The short answer is “no”!

The No Free Lunch Theorem (NFL) states that aggregated over all functions, all search algorithms perform identical, given they do not revisit solutions (Wolpert and Macready 2002). This is true if (and only if) the set of functions is closed under permutation (Schumacher et al. 2001).

Trying to differentiate algorithms by means of benchmarking can only be meaningful if NFL does not hold on the set (or weighted set)1 of functions of interest.

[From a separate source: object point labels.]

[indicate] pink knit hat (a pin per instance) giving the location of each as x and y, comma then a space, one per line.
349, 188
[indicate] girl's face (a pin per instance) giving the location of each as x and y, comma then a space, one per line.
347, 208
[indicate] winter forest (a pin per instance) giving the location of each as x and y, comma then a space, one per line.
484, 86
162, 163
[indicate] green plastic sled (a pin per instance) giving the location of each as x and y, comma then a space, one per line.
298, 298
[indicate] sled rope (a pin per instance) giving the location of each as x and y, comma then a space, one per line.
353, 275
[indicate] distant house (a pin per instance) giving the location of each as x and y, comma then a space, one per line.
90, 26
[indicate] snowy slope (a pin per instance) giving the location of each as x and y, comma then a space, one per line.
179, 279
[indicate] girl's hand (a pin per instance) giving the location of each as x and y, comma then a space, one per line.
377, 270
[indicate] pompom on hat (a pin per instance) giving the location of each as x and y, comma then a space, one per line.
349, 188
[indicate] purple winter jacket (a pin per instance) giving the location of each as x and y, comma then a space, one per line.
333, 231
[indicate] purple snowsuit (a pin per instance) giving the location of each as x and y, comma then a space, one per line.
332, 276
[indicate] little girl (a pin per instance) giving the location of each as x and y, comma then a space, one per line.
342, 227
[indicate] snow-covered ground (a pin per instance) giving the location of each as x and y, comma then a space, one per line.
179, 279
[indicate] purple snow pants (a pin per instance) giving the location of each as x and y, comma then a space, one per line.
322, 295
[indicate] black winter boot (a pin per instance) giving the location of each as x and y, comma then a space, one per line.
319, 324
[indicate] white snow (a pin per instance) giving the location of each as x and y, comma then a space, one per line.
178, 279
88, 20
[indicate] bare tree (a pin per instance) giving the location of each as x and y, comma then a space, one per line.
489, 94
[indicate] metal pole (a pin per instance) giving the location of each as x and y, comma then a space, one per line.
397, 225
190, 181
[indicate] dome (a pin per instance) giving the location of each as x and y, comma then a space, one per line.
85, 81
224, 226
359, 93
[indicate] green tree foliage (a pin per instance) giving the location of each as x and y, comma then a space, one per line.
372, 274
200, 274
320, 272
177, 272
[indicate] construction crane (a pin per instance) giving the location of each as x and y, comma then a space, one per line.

Let us consider the set of all (possible) functions R^n\to R discretized with two bytes per real number2 and call this set F_n. The No Free Lunch Theorem holds for this set of functions because the set is closed under permutation. The number of functions in F_n is3

|F_n| = \left(2^{16}\right)^{\left(2^{16}\right)^n} = 2^{16\times 2^{16n}} > 10^{4.8 \times 10^{4.8n}} > 10^{5\times 50000^{n}}

Let us put the size of F_n into perspective. The number of electrons in the universe multiplied by the number of Planck times passed since the beginning of time is about 10^{141}.4 This number is minuscule compared to |F_n|>10^{5\times 50000^{n}}. Hence, the number of real world functions we could possibly ever encounter (and hence could possibly be relevant to us) is a minuscule subclass of all problems and hence NFL (in general) does not hold.5

Could NFL hold for any practically relevant set of continuous (discretized) functions? We don’t know for certain,6 but it looks exceedingly unlikely to us.

References

Igel, C., and Toussaint, M. (2005), “A no-free-lunch theorem for non-uniform distributions of target functions,” Journal of Mathematical Modelling and Algorithms, Springer, 3, 313–322.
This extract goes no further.